From Washington Times:
The first major U.S. exhibition of the contemporary art of India is spread between two New York City museums and is arranged to illustrate five interlocking themes that reflect a subcontinent torn between economic globalization and isolating nationalism linked to religious fundamentalism.
The Asia Society gallery in Manhattan is exhibiting art with thematic content described as "Unruly Visions" and "Location/Longing," and it is the smaller show, mostly paintings. The Queens Museum of Art in the outer borough of Queens is exhibiting more varied art work that reflects "Transient Self," "Contested Terrain" and "Recycled Futures."
There are more than 80 exhibits including paintings, sculpture, drawings, photographs, installations, video and interactive media creations dating from 1993 to the present. Thirty-eight artists, some of them internationally recognized and some just emerging and three art collectives are represented in the show which will run at both museums through June 5.
... Everything in the show was chosen to get the attention of the Western viewer including an inflatable, walk-through Hindu temple. One of the most arresting is a sculptural work by N.N. Rimzon titled "Speaking Stones," depicting a squatting male nude, his face held despairingly in his hands, surrounded by a score of rough boulders that weigh down photographs of violence in India, particularly in Kashmir.

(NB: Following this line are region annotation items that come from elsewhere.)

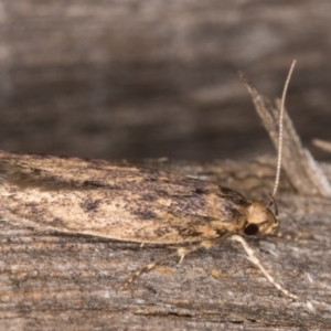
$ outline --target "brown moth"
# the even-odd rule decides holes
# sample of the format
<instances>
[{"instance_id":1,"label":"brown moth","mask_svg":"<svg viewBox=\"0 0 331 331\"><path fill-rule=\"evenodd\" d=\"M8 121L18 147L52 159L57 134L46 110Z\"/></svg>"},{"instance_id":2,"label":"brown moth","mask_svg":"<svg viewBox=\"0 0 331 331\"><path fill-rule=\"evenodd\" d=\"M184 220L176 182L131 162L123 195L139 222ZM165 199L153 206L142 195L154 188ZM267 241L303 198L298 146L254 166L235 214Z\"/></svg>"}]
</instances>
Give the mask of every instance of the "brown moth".
<instances>
[{"instance_id":1,"label":"brown moth","mask_svg":"<svg viewBox=\"0 0 331 331\"><path fill-rule=\"evenodd\" d=\"M284 106L274 204L280 173L282 113ZM188 253L231 238L243 244L274 286L298 298L274 280L243 238L268 235L277 228L276 204L274 213L259 202L202 180L103 160L0 151L0 216L41 231L184 245L170 255L181 260ZM164 259L143 266L121 288Z\"/></svg>"}]
</instances>

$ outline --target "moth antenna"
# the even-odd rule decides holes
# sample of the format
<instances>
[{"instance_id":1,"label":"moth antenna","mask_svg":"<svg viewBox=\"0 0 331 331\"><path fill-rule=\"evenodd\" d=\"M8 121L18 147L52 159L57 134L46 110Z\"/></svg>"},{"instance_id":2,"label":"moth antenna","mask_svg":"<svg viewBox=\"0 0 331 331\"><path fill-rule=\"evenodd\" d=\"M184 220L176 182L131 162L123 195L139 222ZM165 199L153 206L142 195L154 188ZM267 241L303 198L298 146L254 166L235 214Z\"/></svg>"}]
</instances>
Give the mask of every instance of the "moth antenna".
<instances>
[{"instance_id":1,"label":"moth antenna","mask_svg":"<svg viewBox=\"0 0 331 331\"><path fill-rule=\"evenodd\" d=\"M285 99L286 99L286 94L288 89L288 85L290 82L290 78L292 76L292 72L295 68L297 61L293 60L291 67L288 72L284 89L282 89L282 95L281 95L281 103L280 103L280 114L279 114L279 138L278 138L278 160L277 160L277 171L276 171L276 178L275 178L275 185L274 190L271 193L271 200L275 203L275 195L279 186L279 179L280 179L280 170L281 170L281 154L282 154L282 134L284 134L284 113L285 113Z\"/></svg>"}]
</instances>

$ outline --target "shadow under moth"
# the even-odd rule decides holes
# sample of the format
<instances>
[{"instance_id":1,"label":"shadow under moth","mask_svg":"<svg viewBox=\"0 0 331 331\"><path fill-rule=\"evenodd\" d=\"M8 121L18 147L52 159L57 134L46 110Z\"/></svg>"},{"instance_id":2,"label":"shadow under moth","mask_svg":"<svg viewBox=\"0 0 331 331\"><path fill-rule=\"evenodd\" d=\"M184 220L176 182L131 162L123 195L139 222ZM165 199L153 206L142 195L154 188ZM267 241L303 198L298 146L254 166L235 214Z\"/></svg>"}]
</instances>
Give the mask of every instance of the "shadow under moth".
<instances>
[{"instance_id":1,"label":"shadow under moth","mask_svg":"<svg viewBox=\"0 0 331 331\"><path fill-rule=\"evenodd\" d=\"M196 249L225 239L237 241L278 290L298 299L275 281L244 239L268 235L278 226L275 194L281 162L281 124L293 65L284 88L277 175L267 206L231 189L164 171L103 160L0 151L1 217L40 231L178 247L162 260L142 266L121 289L169 257L182 260Z\"/></svg>"}]
</instances>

The Kashmir situation is also treated by Nilima Sheikh in canvas wall scrolls bearing casein tempera miniatures in the Mughal style of Indian art that record the history of religious and political strife that has riven an earthly paradise. The artist's sculptor husband, Gulammohammed Sheikh, depicts the destruction of a famous mosque in Ayodhya in 1992, setting off years of sectarian unrest, in the form of a portable shrine composed of a wooden box with multiple doors.
At the core of the exhibition are three resonant paintings by K.G. Subramanyan, an 81-year-old artist whose work is rooted in early Indian modernism. He draws on folk art and tribal traditions to create a canvas such as "Black Boys Fight Demons" reflecting avant-garde vision enforced by popular culture. Echoing this approach is Surendran Nair's "Mephistopheles," and amusing depiction of a holy man in the act of levitation.